Scenario 1: This resolver is innocent and is sending only queries for “good” names, but because the authoritative server/zone is under attack, it is not reliable. If there are RRsets available, does BIND respond from stale cache instead of SERVFAIL or DROP?
In this case, the revised implementation performs better than the prior implementation for almost all users. BIND sends any relevant answers from cache, but may not attempt to refresh the data if the server or zone is subject to fetch-limits. The fact that fetch-limits are active is a clear indication that there is a problem with getting answers for queries from these servers or from this zone.

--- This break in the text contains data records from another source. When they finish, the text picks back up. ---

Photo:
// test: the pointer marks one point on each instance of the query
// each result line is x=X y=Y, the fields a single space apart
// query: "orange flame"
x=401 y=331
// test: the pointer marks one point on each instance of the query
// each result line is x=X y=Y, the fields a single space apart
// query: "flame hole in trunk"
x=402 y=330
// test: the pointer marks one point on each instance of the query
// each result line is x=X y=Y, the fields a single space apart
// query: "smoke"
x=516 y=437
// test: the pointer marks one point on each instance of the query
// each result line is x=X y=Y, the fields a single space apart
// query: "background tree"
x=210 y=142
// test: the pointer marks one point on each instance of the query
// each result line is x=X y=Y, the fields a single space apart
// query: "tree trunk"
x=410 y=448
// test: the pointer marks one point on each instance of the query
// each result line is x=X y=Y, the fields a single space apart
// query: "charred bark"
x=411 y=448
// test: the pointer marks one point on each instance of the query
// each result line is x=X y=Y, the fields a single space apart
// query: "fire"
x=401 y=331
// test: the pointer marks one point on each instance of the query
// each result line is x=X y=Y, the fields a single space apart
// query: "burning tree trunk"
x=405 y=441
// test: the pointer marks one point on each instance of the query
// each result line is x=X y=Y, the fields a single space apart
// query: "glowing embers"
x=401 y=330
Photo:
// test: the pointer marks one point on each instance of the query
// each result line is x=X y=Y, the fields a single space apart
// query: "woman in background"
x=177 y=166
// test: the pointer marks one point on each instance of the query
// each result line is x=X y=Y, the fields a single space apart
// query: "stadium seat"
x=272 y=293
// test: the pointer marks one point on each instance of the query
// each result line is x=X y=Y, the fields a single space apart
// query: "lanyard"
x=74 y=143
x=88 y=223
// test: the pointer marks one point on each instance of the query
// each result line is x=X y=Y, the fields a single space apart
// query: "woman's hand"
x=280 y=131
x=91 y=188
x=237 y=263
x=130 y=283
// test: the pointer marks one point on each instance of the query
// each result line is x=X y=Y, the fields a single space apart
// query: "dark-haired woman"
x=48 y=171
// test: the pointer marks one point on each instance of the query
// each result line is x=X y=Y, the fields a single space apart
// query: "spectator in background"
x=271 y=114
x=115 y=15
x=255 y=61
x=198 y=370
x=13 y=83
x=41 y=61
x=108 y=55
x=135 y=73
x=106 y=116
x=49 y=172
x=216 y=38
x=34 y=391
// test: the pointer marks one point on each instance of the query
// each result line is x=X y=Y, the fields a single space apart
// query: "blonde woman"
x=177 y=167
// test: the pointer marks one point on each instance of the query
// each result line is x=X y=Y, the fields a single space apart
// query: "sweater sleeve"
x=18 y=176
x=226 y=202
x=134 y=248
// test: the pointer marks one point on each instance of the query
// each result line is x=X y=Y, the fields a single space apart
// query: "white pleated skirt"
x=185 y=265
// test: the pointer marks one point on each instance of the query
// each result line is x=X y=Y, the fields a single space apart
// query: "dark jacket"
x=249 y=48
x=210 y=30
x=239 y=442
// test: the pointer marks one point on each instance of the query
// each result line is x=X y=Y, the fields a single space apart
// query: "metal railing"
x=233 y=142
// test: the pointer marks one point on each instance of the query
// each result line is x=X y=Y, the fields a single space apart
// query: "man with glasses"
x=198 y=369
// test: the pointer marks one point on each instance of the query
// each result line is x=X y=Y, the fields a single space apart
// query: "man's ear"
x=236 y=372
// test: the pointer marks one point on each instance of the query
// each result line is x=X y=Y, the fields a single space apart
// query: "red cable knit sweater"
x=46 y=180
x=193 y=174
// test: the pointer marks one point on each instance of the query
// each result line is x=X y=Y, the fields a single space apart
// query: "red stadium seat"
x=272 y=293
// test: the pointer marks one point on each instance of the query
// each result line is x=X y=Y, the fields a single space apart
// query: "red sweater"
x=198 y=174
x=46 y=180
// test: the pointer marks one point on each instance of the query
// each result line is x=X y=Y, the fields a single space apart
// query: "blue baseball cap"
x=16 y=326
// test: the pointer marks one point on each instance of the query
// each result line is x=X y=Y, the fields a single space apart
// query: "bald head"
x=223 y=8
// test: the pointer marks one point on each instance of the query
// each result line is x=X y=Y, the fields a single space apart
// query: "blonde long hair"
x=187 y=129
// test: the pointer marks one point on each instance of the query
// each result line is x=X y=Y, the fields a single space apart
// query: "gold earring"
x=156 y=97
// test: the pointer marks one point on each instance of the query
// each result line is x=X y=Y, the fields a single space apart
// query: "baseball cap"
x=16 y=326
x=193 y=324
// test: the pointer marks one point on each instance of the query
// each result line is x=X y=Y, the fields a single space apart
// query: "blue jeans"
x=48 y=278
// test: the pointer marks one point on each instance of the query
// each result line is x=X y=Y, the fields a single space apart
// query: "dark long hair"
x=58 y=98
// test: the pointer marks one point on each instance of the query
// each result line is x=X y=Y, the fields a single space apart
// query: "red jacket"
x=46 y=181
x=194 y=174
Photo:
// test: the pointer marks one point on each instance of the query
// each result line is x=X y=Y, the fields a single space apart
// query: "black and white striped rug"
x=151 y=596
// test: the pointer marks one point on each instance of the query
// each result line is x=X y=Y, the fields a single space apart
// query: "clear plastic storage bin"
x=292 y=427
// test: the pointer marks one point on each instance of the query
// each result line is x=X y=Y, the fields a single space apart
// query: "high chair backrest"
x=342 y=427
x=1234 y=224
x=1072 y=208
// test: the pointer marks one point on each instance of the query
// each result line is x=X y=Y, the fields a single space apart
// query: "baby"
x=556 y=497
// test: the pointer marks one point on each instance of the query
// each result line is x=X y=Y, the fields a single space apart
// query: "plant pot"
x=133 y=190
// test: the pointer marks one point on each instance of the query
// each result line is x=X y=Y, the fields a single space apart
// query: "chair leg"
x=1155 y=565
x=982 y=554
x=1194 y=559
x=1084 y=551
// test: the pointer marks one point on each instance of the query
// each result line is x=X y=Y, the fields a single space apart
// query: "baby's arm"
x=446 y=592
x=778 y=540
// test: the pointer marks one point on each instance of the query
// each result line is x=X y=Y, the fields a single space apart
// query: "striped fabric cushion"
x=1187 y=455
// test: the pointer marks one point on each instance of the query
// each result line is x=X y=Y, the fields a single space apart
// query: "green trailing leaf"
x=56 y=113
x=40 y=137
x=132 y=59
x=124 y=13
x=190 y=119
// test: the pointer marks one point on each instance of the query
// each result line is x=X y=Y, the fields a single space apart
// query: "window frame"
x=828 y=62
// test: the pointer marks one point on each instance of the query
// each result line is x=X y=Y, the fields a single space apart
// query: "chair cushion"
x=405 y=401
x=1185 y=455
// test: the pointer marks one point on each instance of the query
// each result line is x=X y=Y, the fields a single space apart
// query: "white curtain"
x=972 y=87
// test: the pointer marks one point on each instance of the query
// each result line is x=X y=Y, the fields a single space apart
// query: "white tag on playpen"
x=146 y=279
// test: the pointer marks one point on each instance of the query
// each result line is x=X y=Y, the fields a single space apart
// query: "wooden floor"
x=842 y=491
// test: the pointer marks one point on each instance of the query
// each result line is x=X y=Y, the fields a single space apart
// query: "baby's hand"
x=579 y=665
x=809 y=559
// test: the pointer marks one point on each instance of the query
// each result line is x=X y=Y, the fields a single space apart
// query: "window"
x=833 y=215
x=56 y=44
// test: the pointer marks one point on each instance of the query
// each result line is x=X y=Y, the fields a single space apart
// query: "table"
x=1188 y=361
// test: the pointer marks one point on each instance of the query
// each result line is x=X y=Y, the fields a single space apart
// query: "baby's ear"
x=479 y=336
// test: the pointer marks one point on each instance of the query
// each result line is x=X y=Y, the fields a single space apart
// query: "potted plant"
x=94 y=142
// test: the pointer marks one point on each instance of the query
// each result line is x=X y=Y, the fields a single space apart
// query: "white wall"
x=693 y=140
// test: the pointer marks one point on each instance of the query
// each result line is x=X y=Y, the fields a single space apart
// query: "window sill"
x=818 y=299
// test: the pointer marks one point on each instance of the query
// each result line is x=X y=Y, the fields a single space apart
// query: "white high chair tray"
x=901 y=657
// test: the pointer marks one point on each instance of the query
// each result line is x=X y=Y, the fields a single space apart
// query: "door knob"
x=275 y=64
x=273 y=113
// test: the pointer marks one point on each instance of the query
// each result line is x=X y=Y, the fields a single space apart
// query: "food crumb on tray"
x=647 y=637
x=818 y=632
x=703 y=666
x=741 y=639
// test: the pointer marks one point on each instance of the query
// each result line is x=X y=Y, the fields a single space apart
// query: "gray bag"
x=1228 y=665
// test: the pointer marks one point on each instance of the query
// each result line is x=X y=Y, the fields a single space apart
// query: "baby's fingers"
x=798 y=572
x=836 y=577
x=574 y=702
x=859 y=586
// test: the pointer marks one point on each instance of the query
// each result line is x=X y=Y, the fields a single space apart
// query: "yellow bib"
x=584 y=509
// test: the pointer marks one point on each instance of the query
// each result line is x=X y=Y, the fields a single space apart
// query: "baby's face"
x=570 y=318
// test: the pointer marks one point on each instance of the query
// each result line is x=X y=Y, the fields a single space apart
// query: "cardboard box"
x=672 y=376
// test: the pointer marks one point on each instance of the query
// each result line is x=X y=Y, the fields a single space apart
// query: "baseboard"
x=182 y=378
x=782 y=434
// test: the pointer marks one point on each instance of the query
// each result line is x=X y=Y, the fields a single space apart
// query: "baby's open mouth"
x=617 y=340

Scenario 2: This resolver is participating in the attack via its compromised botnet clients. Note that in a Pseudo-Random Subdomain (PRSD) attack, the resolver receives queries for a series of apparently random, unique names. Because these are generated, non-existant names, the response should be NXDOMAIN. This is the scenario that fetch-limits was implemented for, and fetch-limits should apply here.
In this case, BIND sends SERVFAIL if a new query is attempted and fails. If fetch-limits are triggered then it will SERVFAIL or DROP the query, depending on the configuration. There is unlikely to be an eligible stale answer in cache to serve instead (but if there was one, it would be used). This is exactly the behavior desired.